We expect empathy from companies too
Increasingly, we as consumers, expect businesses, brands, services, products (and more!) to empathize with us as individuals.
And what does “empathize with us as individuals” mean?
Well, it starts with: “to err is human”.
Yup, we’re gonna make mistakes. Especially as we move too fast in a world too full of distractions.
Which means, “to forgive, divine”.
We’re entering a new chapter where we fully recognize that mistakes are inevitable, and we expect brands to be understanding and empathetic. And not penalize us for mistakes.
The ones leading this trend are taking it a step further by anticipating when consumers may need empathy the most. Bringing us to our third trend: FORGIVING BY DESIGN “post-purchase forgiveness is 2018’s must-have feature”
Forgiveness should feel magical
It’s important not to under-estimate this expectation as it can be sky high.
We’re not just talking about being the kind of organization that makes amends when mistakes have been made on your end. Or being flexible and “kind” when a consumer makes an honest mistake on their end.
This is a trend where consumers will demand nearly magical adaptability, turn-key agility, and proactive anticipation. For both mistakes made by them and for when outside, uncontrollable factors create a less-than-ideal experience.
Like when the home technology company Nest offered an energy-saving Solar Eclipse Rush Hour option for Nest Thermostat users, timed with the solar eclipse in August 2017.
Unbeknownst to most energy users, the lack of light during an eclipse impedes the production of solar power, which results in a ‘rush hour’ demand for energy from power plants. This can be avoided by turning home A/C’s down just a few degrees. But most home owners don’t realize that solar eclipses cause this chain reaction. And, therefore, they don’t take the necessary steps to reduce their contribution to the problem. Even if they would have liked to!
Nest sent a notification to customers’ connected thermostats, giving them the option to automatically cool their homes prior to the eclipse and conserve energy during the rush hour. Helping consumers play the energy-conserving roles they want to.
A fun example of forgiving by design is this Kit-Kat machine. It was placed in the São Paulo, Brazil airport solely to give out free Kit-Kats to anyone whose flight was delayed. Outside factors create these crappy moments, but Kit-Kat makes it a bit brighter with some free candy. Imagine if the airport itself did something like this!?! They’d be the best damn airport to be delayed in!
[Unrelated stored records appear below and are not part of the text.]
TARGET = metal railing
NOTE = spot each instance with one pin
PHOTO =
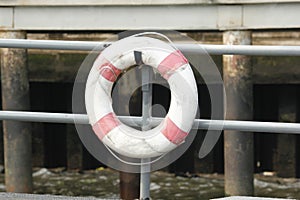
(254, 50)
(253, 126)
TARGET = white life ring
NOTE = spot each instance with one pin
(173, 66)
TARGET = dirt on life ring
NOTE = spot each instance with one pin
(173, 66)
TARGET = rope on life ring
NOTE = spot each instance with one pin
(172, 66)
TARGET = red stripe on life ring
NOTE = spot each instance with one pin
(173, 133)
(109, 71)
(104, 125)
(171, 63)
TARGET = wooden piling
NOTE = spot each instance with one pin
(17, 135)
(285, 156)
(238, 146)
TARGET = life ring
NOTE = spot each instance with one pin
(173, 66)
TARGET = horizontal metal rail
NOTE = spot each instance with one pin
(254, 50)
(251, 126)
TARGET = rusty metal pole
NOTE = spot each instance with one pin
(237, 74)
(17, 135)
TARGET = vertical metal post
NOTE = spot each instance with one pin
(237, 73)
(146, 112)
(17, 135)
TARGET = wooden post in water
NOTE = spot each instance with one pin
(17, 135)
(285, 156)
(237, 74)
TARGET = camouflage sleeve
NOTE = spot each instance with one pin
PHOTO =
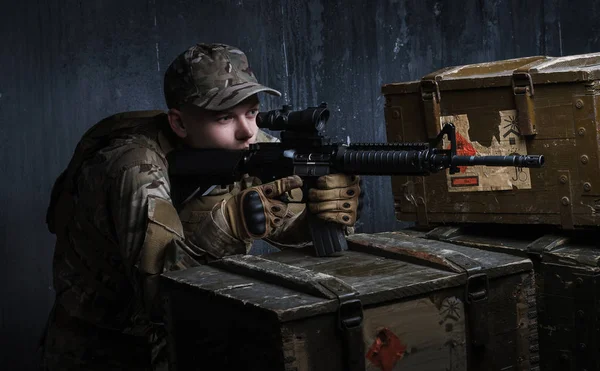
(129, 205)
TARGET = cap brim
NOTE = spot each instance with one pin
(233, 95)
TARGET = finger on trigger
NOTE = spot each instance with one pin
(332, 181)
(345, 206)
(340, 218)
(281, 186)
(332, 194)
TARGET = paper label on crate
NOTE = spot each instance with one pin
(488, 178)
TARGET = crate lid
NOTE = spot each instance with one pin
(542, 69)
(293, 284)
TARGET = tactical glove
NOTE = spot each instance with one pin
(336, 198)
(256, 212)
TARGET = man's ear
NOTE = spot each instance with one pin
(176, 122)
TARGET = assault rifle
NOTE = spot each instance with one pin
(306, 152)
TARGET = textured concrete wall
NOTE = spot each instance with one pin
(66, 64)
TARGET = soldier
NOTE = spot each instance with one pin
(117, 229)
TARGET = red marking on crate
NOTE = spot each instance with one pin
(464, 181)
(464, 148)
(386, 350)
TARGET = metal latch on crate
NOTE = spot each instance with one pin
(476, 299)
(523, 91)
(431, 97)
(350, 319)
(477, 303)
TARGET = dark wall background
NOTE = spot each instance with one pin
(65, 64)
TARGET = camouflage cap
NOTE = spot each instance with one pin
(211, 76)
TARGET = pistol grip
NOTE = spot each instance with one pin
(328, 238)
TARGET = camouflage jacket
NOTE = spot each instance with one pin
(116, 233)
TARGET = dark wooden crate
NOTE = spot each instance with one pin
(567, 270)
(536, 105)
(278, 313)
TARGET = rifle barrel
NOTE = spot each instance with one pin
(534, 161)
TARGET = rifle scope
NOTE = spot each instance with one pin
(311, 119)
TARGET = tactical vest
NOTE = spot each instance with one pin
(148, 126)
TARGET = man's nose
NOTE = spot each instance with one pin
(245, 129)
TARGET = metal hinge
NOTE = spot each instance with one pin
(477, 303)
(350, 319)
(430, 94)
(523, 91)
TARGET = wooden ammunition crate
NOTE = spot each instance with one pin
(567, 266)
(537, 105)
(392, 302)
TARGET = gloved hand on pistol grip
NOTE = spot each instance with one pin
(336, 198)
(255, 212)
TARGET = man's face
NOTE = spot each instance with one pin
(234, 128)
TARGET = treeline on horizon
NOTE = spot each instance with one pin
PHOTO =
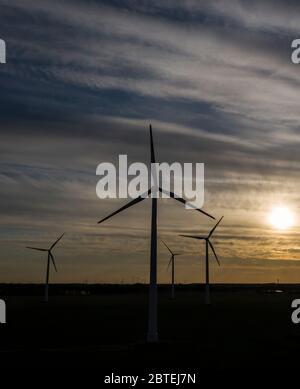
(20, 289)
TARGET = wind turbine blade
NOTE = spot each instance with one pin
(213, 250)
(170, 262)
(35, 248)
(183, 201)
(211, 232)
(57, 240)
(192, 236)
(167, 247)
(52, 258)
(152, 146)
(130, 204)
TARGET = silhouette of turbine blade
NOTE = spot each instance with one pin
(152, 146)
(52, 259)
(36, 248)
(192, 236)
(128, 205)
(183, 201)
(57, 240)
(213, 250)
(211, 232)
(167, 247)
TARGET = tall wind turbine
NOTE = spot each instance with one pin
(207, 243)
(152, 336)
(50, 257)
(171, 262)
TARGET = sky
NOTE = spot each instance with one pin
(82, 82)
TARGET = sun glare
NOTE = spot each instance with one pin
(281, 218)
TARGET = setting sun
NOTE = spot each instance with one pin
(281, 218)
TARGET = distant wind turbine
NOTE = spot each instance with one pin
(207, 243)
(152, 336)
(50, 257)
(171, 262)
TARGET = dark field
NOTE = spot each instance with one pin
(245, 326)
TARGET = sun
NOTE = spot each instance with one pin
(281, 218)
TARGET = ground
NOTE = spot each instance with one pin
(243, 327)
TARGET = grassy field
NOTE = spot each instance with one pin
(243, 327)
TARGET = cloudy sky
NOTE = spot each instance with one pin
(82, 82)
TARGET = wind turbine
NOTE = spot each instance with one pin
(50, 257)
(207, 243)
(152, 336)
(173, 255)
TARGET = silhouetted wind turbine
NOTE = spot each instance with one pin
(152, 335)
(207, 243)
(171, 262)
(50, 257)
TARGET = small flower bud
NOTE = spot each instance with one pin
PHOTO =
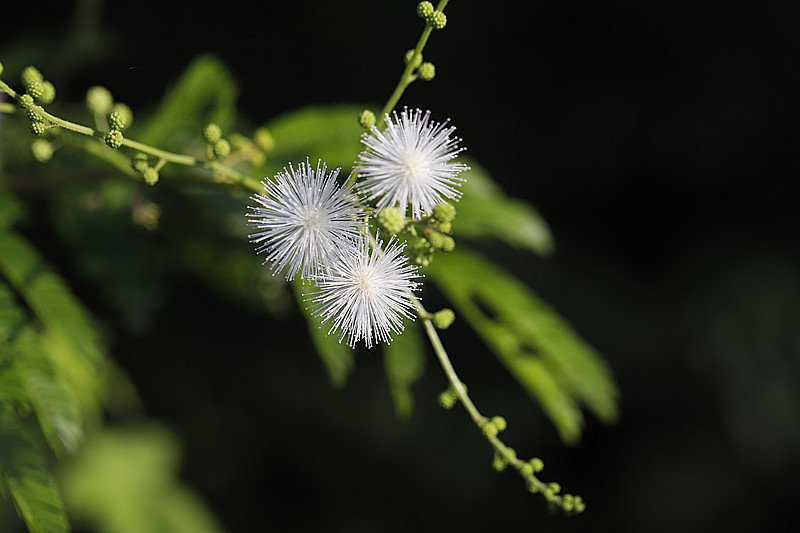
(414, 58)
(29, 74)
(221, 149)
(366, 119)
(99, 100)
(212, 133)
(426, 71)
(37, 127)
(443, 319)
(264, 139)
(437, 20)
(35, 89)
(113, 139)
(424, 10)
(150, 176)
(48, 93)
(42, 150)
(391, 219)
(123, 110)
(117, 120)
(443, 212)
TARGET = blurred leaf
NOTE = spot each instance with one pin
(538, 347)
(206, 92)
(484, 211)
(338, 358)
(330, 133)
(26, 480)
(126, 481)
(404, 361)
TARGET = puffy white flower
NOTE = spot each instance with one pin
(304, 218)
(409, 163)
(365, 293)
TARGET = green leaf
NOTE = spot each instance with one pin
(338, 358)
(330, 133)
(404, 362)
(485, 212)
(127, 481)
(552, 363)
(206, 92)
(26, 480)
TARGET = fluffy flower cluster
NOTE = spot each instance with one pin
(309, 225)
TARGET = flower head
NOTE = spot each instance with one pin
(304, 217)
(365, 293)
(410, 163)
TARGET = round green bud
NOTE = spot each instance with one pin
(437, 20)
(221, 149)
(443, 212)
(150, 176)
(500, 423)
(391, 219)
(424, 10)
(37, 127)
(117, 120)
(113, 139)
(443, 319)
(26, 101)
(122, 109)
(29, 74)
(139, 162)
(412, 57)
(212, 133)
(48, 93)
(498, 463)
(99, 100)
(35, 89)
(264, 139)
(448, 243)
(35, 113)
(366, 119)
(42, 150)
(426, 71)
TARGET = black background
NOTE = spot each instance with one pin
(657, 138)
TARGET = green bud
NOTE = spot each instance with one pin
(37, 127)
(221, 149)
(424, 10)
(390, 219)
(99, 100)
(122, 109)
(35, 89)
(117, 120)
(42, 150)
(26, 101)
(426, 71)
(48, 93)
(150, 176)
(30, 74)
(212, 133)
(443, 319)
(264, 139)
(437, 20)
(412, 57)
(366, 119)
(443, 212)
(113, 139)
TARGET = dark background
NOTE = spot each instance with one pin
(659, 141)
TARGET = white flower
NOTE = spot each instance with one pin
(409, 163)
(364, 293)
(304, 217)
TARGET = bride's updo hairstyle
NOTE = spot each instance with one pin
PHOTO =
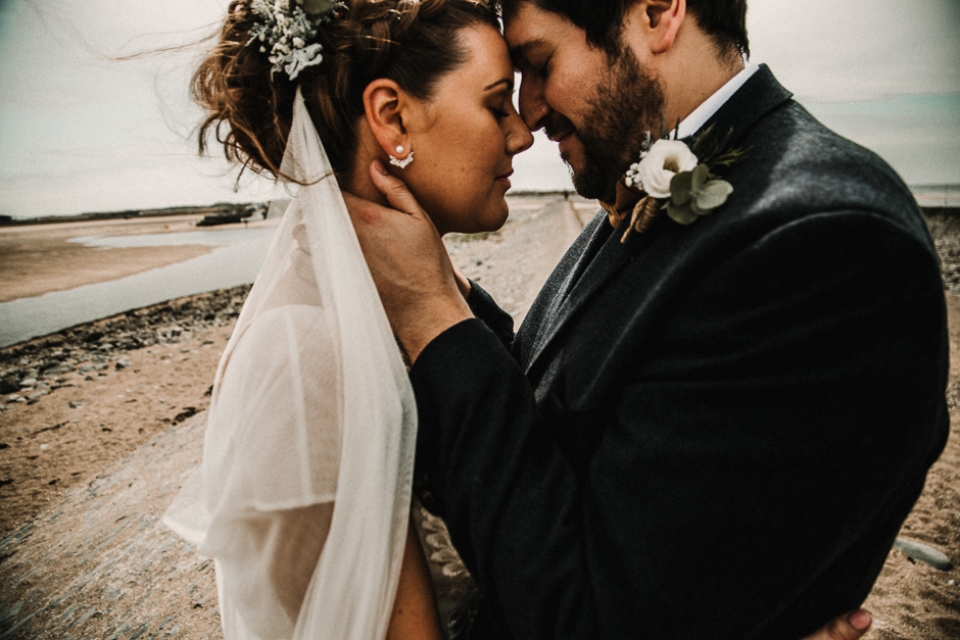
(412, 42)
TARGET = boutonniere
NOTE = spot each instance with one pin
(680, 178)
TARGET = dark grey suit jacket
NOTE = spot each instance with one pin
(712, 431)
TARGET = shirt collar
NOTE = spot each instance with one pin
(699, 116)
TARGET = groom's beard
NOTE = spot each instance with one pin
(628, 102)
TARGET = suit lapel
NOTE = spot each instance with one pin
(585, 279)
(760, 95)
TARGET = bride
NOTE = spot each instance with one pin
(303, 497)
(304, 494)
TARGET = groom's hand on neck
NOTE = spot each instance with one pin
(418, 285)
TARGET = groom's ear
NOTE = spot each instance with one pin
(660, 21)
(385, 105)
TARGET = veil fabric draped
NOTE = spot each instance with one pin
(303, 494)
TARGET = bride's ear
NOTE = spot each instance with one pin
(385, 105)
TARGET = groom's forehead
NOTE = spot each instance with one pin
(529, 26)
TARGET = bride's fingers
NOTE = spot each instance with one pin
(396, 192)
(846, 627)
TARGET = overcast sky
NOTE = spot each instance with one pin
(80, 131)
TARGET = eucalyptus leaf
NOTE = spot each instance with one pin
(700, 175)
(315, 7)
(681, 188)
(712, 195)
(682, 214)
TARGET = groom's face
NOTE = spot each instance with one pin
(597, 106)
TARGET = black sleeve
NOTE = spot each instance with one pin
(486, 309)
(765, 445)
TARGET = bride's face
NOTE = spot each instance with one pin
(465, 141)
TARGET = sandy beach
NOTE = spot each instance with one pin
(102, 422)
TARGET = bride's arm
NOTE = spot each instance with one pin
(415, 613)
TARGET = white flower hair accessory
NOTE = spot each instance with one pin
(680, 178)
(286, 30)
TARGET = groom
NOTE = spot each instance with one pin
(703, 430)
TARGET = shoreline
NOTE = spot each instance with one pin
(88, 466)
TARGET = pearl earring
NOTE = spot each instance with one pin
(397, 162)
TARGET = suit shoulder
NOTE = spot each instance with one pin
(796, 166)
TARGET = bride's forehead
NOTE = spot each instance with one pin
(486, 49)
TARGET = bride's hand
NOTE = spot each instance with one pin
(849, 626)
(409, 264)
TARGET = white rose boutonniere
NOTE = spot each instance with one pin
(664, 160)
(680, 178)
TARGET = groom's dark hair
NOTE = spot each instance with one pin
(723, 20)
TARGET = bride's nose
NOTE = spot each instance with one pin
(519, 138)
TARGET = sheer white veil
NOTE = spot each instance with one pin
(312, 406)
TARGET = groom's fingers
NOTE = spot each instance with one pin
(849, 626)
(396, 192)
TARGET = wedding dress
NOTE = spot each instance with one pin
(303, 495)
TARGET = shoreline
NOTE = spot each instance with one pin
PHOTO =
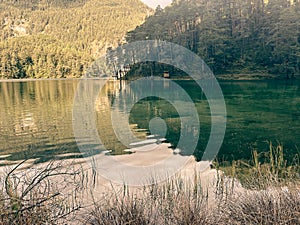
(219, 77)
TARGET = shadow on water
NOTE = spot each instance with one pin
(36, 119)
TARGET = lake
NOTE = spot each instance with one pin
(36, 118)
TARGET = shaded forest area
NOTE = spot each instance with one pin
(60, 38)
(232, 36)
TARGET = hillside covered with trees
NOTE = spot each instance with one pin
(232, 36)
(60, 38)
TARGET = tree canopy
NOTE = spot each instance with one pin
(232, 36)
(60, 38)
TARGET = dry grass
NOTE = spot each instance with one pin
(272, 197)
(273, 206)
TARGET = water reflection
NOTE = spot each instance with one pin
(36, 118)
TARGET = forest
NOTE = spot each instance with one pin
(60, 38)
(232, 36)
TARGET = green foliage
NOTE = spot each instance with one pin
(232, 36)
(61, 38)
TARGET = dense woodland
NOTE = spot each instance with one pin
(54, 38)
(60, 38)
(232, 36)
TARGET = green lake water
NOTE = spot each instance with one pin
(36, 118)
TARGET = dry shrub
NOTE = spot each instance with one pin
(273, 206)
(175, 202)
(34, 196)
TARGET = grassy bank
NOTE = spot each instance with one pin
(243, 193)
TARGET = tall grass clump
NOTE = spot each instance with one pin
(266, 169)
(35, 196)
(269, 194)
(273, 207)
(176, 201)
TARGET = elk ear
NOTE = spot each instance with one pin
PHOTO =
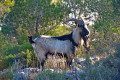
(88, 24)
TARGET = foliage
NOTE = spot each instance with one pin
(20, 18)
(51, 76)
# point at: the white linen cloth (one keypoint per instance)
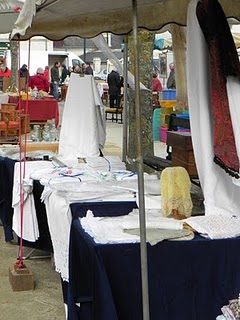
(216, 226)
(60, 192)
(30, 230)
(59, 220)
(111, 229)
(220, 194)
(83, 130)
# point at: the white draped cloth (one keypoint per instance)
(83, 130)
(220, 193)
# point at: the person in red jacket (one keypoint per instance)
(39, 81)
(4, 71)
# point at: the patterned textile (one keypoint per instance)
(175, 191)
(223, 63)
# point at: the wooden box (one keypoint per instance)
(182, 151)
(164, 120)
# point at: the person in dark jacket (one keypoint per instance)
(114, 85)
(55, 78)
(65, 73)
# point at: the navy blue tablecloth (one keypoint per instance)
(188, 280)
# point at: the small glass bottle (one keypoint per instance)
(46, 133)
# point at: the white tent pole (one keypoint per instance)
(125, 100)
(139, 161)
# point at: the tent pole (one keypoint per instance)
(139, 162)
(125, 100)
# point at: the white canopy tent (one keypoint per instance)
(57, 19)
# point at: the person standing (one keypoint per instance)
(171, 84)
(46, 72)
(39, 81)
(114, 84)
(88, 69)
(4, 71)
(23, 72)
(55, 78)
(156, 84)
(65, 73)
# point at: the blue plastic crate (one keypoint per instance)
(169, 94)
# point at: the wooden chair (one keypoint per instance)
(10, 120)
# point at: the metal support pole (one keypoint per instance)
(143, 245)
(125, 100)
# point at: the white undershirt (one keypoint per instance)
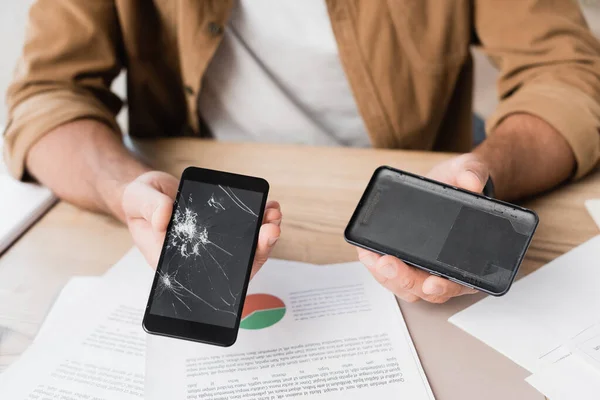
(277, 77)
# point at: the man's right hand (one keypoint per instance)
(148, 203)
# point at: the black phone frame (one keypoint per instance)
(472, 283)
(197, 331)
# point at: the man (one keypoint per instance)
(395, 74)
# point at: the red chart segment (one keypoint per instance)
(259, 302)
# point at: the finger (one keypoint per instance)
(473, 176)
(273, 204)
(440, 287)
(368, 258)
(272, 216)
(398, 277)
(165, 183)
(146, 241)
(144, 202)
(408, 297)
(267, 237)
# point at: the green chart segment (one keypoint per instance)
(261, 311)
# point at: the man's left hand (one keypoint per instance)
(409, 283)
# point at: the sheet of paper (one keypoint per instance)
(330, 331)
(92, 345)
(568, 379)
(542, 311)
(21, 204)
(593, 207)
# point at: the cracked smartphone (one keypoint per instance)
(204, 267)
(468, 238)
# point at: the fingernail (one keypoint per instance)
(368, 261)
(433, 290)
(388, 270)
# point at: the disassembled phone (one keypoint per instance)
(204, 267)
(465, 237)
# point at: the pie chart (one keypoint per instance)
(261, 311)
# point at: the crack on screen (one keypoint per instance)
(205, 245)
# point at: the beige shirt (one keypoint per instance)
(407, 62)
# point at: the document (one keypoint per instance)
(548, 323)
(307, 330)
(542, 311)
(568, 379)
(91, 345)
(593, 207)
(21, 204)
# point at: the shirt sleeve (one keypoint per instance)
(69, 60)
(549, 64)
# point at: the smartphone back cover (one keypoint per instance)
(458, 234)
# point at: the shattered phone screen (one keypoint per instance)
(206, 256)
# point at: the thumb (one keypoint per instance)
(141, 201)
(473, 177)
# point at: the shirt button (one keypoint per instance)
(214, 28)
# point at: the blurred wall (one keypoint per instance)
(13, 14)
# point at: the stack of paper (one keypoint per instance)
(21, 204)
(549, 323)
(341, 336)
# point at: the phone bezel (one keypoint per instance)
(197, 331)
(406, 258)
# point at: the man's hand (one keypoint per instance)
(148, 204)
(409, 283)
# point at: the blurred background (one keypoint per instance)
(13, 14)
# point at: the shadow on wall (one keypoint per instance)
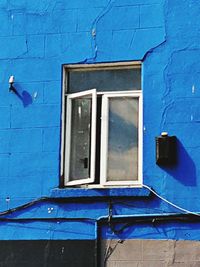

What does this mean for you?
The goal here is to anticipate when consumers may be expecting empathy and forgiveness. This requires understanding how your audiences behave and their user-experience with your services, products and offerings.
It won’t hurt to brainstorm all the areas where people tend to make mistakes, or circumstances that lead to less-than-ideal experiences, to pinpoint areas where you can proactively make things more seamless and painless. Past dealings with irate consumers can provide great insights here!
If you’re an environmental organization that accepts member-based donations on a recurring basis, you can offer a program where donations are lighter during higher spending months (like holidays) to prevent members from cutting off giving altogether. Maybe you can proactively offer to increase giving during a set month when a disaster hits or when funds are needed most.
If you host events or offer experiences as part of your engagement tactics, you can find creative ways to make potentially negative moments feel less painful. We know that people will forget umbrellas, sunscreen, water bottles, cash, checkbooks, and everything else! Can we anticipate those needs, demonstrate empathy and forgiveness, and serve up a smile instead? In the same way Kit-Kat did.